When Votes Disappear
By PAUL KRUGMAN
November 24, 2006
You know what really had me terrified on Nov. 7? The all-too-real possibility of a highly suspect result. What would we have done if the Republicans had held on to the House by a narrow margin, but circumstantial evidence strongly suggested that a combination of vote suppression and defective — or rigged — electronic voting machines made the difference?
Fortunately, it wasn’t a close election. But the fact that our electoral system worked well enough to register an overwhelming Democratic landslide doesn’t mean that things are O.K. There were many problems with voting in this election — and in at least one Congressional race, the evidence strongly suggests that paperless voting machines failed to count thousands of votes, and that the disappearance of these votes delivered the race to the wrong candidate.
Here’s the background: Florida’s 13th Congressional District is currently represented by Katherine Harris, who as Florida’s secretary of state during the 2000 recount famously acted as a partisan Republican rather than a fair referee. This year Ms. Harris didn’t run for re-election, making an unsuccessful bid for the Senate instead. But according to the official vote count, the Republicans held on to her seat, with Vern Buchanan, the G.O.P. candidate, narrowly defeating Christine Jennings, the Democrat.
The problem is that the official vote count isn’t credible. In much of the 13th District, the voting pattern looks normal. But in Sarasota County, which used touch-screen voting machines made by Election Systems and Software, almost 18,000 voters — nearly 15 percent of those who cast ballots using the machines — supposedly failed to vote for either candidate in the hotly contested Congressional race. That compares with undervote rates ranging from 2.2 to 5.3 percent in neighboring counties.

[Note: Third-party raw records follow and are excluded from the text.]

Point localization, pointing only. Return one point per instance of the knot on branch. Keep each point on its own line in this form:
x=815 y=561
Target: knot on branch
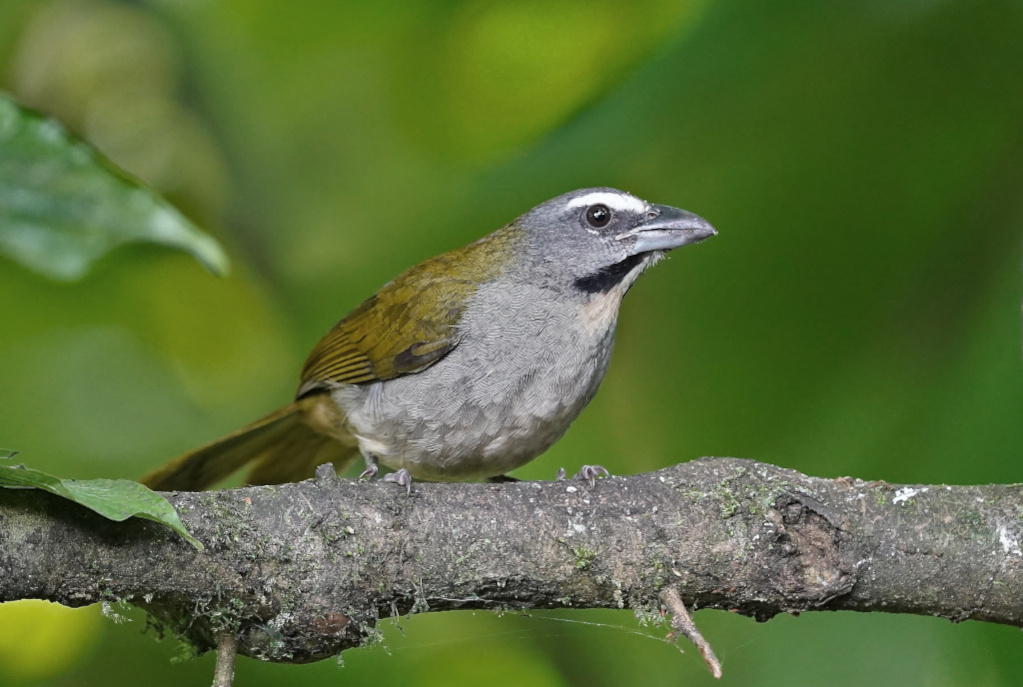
x=809 y=565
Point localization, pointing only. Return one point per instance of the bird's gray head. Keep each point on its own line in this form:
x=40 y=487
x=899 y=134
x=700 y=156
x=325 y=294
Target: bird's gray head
x=598 y=238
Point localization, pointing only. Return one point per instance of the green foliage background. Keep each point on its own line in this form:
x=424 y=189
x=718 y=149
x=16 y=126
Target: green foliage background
x=858 y=314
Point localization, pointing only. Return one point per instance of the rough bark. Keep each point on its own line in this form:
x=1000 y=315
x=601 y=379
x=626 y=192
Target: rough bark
x=301 y=571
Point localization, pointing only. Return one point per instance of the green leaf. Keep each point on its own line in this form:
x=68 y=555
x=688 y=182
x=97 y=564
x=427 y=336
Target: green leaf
x=114 y=499
x=63 y=205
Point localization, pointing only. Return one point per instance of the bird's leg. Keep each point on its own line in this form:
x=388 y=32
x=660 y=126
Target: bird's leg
x=402 y=477
x=586 y=473
x=591 y=472
x=371 y=467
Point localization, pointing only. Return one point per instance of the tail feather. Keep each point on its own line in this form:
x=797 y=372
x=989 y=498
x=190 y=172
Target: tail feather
x=281 y=445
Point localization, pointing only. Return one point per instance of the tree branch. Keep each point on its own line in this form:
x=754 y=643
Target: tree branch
x=300 y=571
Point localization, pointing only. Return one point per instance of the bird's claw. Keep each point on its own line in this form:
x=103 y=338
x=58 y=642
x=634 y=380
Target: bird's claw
x=591 y=472
x=401 y=477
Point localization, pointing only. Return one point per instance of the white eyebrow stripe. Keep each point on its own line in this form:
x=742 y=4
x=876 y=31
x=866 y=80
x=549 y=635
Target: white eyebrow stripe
x=613 y=200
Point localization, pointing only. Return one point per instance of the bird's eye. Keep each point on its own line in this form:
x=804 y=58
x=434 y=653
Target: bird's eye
x=598 y=216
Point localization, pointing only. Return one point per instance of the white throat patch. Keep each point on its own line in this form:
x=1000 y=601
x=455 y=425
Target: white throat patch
x=620 y=201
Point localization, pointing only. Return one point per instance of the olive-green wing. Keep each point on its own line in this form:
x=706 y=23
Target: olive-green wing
x=406 y=327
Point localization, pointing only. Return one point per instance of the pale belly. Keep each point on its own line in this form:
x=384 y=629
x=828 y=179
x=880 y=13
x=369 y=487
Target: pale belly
x=485 y=409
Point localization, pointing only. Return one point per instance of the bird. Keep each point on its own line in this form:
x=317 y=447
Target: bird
x=468 y=365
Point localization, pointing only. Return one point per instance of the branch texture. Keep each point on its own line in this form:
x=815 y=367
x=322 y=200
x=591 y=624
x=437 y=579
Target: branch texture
x=301 y=571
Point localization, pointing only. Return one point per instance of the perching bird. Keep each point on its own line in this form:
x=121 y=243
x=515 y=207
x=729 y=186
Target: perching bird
x=468 y=365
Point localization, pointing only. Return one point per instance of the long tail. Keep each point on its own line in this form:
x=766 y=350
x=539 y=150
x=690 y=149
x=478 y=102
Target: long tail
x=282 y=447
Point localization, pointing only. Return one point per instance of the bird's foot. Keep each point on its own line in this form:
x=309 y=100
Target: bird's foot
x=591 y=472
x=401 y=477
x=586 y=473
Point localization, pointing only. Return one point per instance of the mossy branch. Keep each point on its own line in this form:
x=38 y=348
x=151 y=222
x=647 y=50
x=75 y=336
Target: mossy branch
x=298 y=573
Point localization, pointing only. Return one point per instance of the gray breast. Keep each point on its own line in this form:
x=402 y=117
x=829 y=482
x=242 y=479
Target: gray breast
x=526 y=365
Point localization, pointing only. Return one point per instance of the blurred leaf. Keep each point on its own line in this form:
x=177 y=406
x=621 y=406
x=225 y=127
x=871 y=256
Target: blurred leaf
x=62 y=205
x=114 y=499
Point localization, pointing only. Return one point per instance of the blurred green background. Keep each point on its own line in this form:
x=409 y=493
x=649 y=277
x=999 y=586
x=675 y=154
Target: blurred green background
x=858 y=314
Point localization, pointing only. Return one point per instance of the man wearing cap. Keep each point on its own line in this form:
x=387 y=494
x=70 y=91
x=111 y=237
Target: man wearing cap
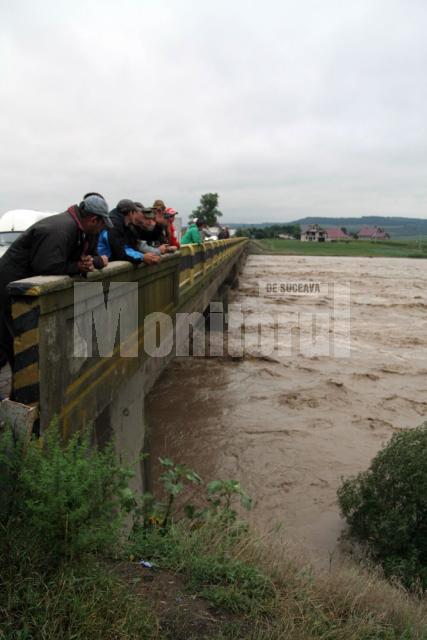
x=160 y=235
x=62 y=244
x=128 y=218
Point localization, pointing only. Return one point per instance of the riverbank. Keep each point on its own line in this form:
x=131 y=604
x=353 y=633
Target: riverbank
x=290 y=426
x=404 y=248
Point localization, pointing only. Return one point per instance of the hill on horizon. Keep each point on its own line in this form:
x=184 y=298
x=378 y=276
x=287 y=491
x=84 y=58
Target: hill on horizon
x=395 y=226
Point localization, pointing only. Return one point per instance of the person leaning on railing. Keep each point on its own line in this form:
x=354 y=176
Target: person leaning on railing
x=122 y=242
x=62 y=244
x=193 y=234
x=160 y=234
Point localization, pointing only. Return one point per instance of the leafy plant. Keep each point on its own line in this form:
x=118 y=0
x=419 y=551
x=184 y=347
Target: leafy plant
x=174 y=479
x=386 y=507
x=70 y=498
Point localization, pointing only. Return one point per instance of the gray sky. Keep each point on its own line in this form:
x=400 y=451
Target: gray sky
x=285 y=109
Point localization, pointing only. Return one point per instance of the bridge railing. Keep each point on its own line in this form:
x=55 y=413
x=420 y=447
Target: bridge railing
x=66 y=364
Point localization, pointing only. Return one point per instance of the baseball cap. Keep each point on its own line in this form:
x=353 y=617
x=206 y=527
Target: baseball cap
x=159 y=204
x=147 y=211
x=97 y=206
x=126 y=206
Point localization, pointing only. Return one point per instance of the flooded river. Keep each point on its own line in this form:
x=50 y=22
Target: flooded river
x=343 y=363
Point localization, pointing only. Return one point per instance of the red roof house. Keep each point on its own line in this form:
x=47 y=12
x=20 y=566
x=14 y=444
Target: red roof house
x=372 y=233
x=335 y=233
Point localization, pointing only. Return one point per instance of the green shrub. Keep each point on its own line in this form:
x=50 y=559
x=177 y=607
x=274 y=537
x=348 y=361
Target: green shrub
x=386 y=507
x=62 y=499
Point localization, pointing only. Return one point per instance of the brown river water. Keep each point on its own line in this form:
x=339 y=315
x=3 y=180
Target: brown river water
x=342 y=366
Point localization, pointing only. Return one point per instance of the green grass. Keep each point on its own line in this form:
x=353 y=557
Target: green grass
x=58 y=580
x=385 y=249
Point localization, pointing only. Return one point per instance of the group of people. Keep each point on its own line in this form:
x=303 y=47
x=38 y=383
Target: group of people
x=85 y=237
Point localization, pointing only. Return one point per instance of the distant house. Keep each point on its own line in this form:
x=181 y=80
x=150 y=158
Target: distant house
x=373 y=233
x=335 y=233
x=313 y=233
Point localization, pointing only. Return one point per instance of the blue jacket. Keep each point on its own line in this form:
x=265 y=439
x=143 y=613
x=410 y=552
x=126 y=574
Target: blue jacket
x=121 y=242
x=104 y=248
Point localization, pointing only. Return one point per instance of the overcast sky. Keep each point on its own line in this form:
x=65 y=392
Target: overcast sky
x=285 y=109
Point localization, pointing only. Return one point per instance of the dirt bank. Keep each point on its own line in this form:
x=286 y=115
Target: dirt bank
x=320 y=403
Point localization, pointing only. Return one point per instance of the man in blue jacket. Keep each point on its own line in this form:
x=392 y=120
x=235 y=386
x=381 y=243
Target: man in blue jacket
x=121 y=242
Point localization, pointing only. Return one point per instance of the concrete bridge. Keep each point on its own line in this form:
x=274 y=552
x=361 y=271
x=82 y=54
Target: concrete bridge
x=88 y=350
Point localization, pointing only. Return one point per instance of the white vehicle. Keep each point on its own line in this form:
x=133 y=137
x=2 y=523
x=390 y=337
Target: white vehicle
x=15 y=222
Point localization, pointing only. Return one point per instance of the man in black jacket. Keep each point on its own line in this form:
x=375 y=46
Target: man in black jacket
x=123 y=238
x=62 y=244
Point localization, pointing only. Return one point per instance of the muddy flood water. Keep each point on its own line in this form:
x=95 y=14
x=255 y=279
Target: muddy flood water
x=289 y=422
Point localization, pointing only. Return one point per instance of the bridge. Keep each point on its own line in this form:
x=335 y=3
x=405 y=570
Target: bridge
x=88 y=350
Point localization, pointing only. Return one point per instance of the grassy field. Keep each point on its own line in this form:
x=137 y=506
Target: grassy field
x=388 y=248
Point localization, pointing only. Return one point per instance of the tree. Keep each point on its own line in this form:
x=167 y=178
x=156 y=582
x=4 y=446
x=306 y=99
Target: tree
x=386 y=507
x=207 y=209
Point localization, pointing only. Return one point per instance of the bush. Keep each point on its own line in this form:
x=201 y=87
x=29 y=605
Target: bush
x=386 y=507
x=62 y=499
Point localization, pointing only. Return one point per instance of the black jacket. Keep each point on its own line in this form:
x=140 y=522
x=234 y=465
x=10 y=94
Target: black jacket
x=52 y=246
x=121 y=236
x=158 y=235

Reporting by The Herald-Tribune of Sarasota, which interviewed hundreds of voters who called the paper to report problems at the polls, strongly suggests that the huge apparent undervote was caused by bugs in the ES&S software.
About a third of those interviewed by the paper reported that they couldn’t even find the Congressional race on the screen. This could conceivably have been the result of bad ballot design, but many of them insisted that they looked hard for the race. Moreover, more than 60 percent of those interviewed by The Herald-Tribune reported that they did cast a vote in the Congressional race — but that this vote didn’t show up on the ballot summary page they were shown at the end of the voting process.

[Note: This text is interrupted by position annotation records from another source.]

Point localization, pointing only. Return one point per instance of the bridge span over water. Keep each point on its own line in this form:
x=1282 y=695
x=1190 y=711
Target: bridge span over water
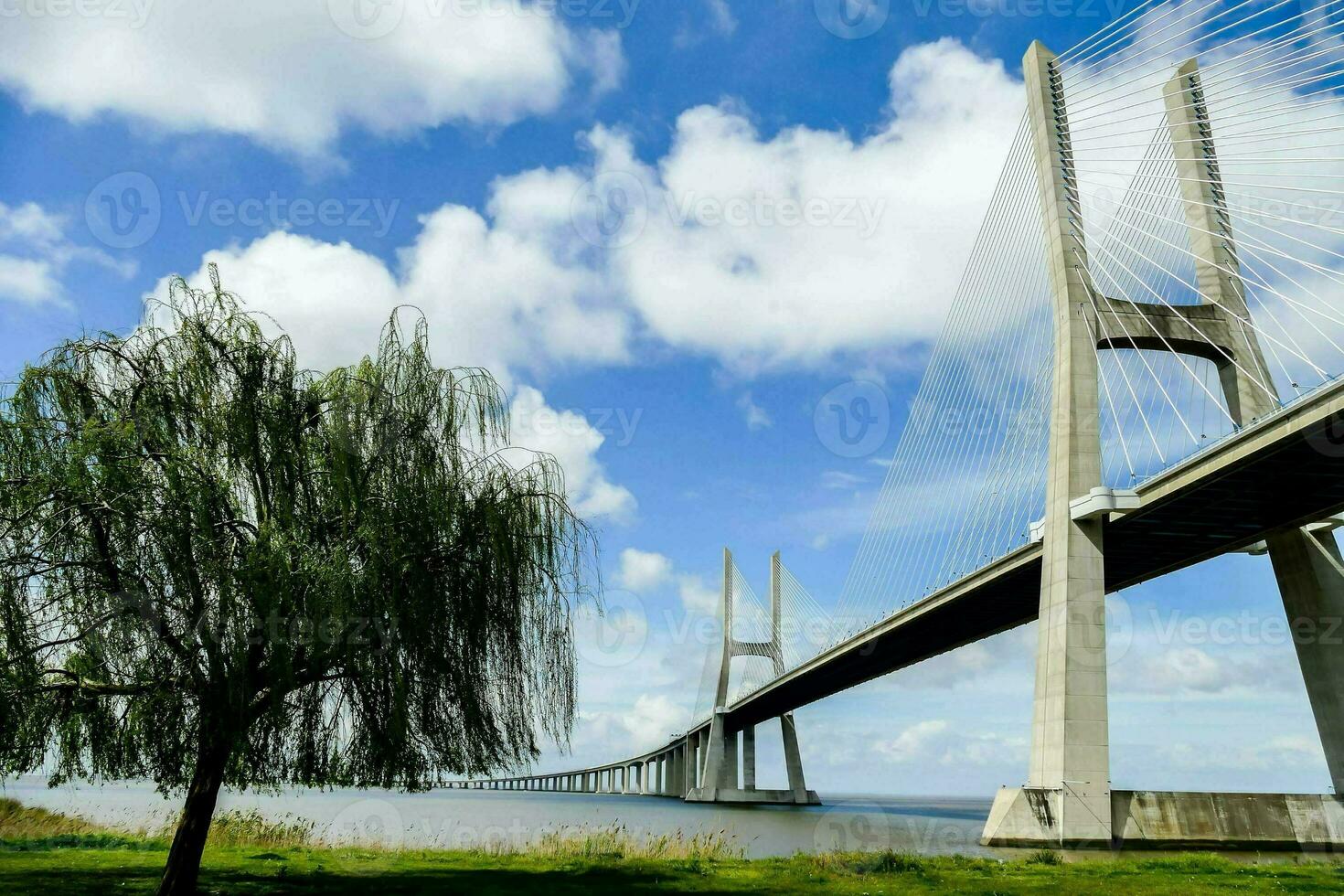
x=1133 y=285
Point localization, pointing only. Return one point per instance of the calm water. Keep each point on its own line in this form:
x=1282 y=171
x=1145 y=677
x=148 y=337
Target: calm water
x=453 y=818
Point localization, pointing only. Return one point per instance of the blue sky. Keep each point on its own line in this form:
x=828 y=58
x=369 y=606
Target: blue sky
x=443 y=154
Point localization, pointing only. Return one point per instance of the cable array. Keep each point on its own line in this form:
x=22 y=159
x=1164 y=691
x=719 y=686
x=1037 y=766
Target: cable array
x=1203 y=145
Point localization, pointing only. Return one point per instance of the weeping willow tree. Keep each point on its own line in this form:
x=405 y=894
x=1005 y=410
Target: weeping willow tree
x=218 y=569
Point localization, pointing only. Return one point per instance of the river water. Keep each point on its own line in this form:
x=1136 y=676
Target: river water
x=466 y=818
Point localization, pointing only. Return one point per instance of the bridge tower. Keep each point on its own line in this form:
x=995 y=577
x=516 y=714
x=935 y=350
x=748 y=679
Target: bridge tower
x=717 y=774
x=1067 y=798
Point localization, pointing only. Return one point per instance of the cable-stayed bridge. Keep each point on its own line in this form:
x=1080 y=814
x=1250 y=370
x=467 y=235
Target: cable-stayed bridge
x=1140 y=371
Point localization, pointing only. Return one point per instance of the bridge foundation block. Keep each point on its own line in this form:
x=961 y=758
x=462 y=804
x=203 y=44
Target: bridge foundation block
x=1031 y=817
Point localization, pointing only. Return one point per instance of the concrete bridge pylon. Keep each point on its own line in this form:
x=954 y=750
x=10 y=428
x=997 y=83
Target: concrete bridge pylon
x=1069 y=799
x=722 y=772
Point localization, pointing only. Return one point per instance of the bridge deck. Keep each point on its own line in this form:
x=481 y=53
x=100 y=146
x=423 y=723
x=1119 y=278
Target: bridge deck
x=1284 y=470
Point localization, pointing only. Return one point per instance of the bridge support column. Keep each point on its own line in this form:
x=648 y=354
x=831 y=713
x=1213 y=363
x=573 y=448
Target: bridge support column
x=1067 y=795
x=749 y=758
x=720 y=781
x=1307 y=563
x=1310 y=581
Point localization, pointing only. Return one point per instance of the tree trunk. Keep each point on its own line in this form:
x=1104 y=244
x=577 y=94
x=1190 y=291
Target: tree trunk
x=183 y=865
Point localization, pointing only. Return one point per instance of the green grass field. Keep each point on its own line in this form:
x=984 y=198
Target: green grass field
x=54 y=856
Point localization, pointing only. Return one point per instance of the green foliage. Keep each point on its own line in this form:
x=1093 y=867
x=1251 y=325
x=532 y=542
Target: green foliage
x=592 y=861
x=217 y=567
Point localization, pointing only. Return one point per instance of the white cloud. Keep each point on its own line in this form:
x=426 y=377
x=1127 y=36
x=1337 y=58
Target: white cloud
x=35 y=251
x=786 y=251
x=722 y=17
x=912 y=743
x=840 y=480
x=495 y=294
x=755 y=415
x=649 y=721
x=27 y=281
x=697 y=597
x=519 y=286
x=643 y=571
x=296 y=76
x=483 y=312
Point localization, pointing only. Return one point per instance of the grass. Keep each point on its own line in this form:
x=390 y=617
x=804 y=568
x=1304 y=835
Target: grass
x=57 y=856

If there were bugs in the software, the odds are that they threw the election to the wrong candidate. An Orlando Sentinel examination of other votes cast by those who supposedly failed to cast a vote in the Congressional race shows that they strongly favored Democrats, and Mr. Buchanan won the official count by only 369 votes. The fact that Mr. Buchanan won a recount — that is, a recount of the votes the machines happened to record — means nothing.
Although state officials have certified Mr. Buchanan as the victor, they’ve promised an audit of the voting machines. But don’t get your hopes up: as in 2000, state election officials aren’t even trying to look impartial. To oversee the audit, the state has chosen as its “independent” expert Prof. Alec Yasinsac of Florida State University — a Republican partisan who made an appearance on the steps of the Florida Supreme Court during the 2000 recount battle wearing a “Bush Won” sign.

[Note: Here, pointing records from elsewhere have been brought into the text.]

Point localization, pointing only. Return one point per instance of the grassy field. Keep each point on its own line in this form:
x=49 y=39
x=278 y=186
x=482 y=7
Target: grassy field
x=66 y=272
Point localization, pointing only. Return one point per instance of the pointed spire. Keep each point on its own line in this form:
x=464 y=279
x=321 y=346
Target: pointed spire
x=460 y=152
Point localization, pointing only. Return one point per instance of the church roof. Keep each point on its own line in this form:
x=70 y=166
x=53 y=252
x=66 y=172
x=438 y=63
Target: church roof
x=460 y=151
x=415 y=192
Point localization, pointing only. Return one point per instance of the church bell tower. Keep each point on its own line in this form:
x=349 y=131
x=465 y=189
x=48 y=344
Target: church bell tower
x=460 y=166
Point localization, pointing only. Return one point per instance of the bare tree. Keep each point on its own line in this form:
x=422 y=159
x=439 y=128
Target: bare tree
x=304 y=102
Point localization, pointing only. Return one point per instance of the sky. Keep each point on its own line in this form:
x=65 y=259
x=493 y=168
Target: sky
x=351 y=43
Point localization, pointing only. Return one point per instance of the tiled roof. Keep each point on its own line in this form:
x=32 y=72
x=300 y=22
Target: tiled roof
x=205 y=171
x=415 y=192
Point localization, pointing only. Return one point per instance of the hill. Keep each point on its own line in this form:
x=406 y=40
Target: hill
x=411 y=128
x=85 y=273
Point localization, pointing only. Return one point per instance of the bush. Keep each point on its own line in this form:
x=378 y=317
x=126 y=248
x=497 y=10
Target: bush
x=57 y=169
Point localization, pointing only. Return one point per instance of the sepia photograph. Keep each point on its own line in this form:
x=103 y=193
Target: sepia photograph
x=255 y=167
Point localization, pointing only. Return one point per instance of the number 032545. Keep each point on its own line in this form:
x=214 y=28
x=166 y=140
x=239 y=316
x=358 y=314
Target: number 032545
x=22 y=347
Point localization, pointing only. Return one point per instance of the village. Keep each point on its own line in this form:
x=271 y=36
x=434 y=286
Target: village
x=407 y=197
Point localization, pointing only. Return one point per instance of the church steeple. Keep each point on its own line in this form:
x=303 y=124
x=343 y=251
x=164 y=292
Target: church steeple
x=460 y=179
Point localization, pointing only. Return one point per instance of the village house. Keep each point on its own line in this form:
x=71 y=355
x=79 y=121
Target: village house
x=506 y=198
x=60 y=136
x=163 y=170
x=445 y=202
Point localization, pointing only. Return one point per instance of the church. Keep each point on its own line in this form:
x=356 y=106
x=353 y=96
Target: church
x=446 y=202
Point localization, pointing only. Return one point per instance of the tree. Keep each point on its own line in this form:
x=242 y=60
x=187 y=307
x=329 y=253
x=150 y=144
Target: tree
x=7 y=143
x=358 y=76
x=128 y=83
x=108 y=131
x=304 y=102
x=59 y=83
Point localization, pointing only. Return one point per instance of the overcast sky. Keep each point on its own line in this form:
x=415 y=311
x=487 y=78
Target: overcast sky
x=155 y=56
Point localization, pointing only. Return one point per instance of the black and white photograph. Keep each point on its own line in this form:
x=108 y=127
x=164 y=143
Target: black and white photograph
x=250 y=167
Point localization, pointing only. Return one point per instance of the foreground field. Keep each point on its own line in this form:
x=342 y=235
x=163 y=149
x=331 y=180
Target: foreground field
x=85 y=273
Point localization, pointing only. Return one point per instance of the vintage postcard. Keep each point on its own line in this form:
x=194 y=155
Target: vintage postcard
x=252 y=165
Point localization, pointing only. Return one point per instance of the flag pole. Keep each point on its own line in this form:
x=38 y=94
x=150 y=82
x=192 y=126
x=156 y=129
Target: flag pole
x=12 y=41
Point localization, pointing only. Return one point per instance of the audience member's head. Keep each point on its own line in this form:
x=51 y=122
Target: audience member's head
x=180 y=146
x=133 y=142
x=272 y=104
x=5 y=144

Ms. Jennings has now filed suit with the same court, demanding a new election. She deserves one.
But for the nation as a whole, the important thing isn’t who gets seated to represent Florida’s 13th District. It’s whether the voting disaster there leads to legislation requiring voter verification and a paper trail.
And I have to say that the omens aren’t good. I’ve been shocked at how little national attention the mess in Sarasota has received. Here we have as clear a demonstration as we’re ever likely to see that warnings from computer scientists about the dangers of paperless electronic voting are valid — and most Americans probably haven’t even heard about it.
As far as I can tell, the reason Florida-13 hasn’t become a major national story is that neither control of Congress nor control of the White House is on the line. But do we have to wait for a constitutional crisis to realize that we’re in danger of becoming a digital-age banana republic?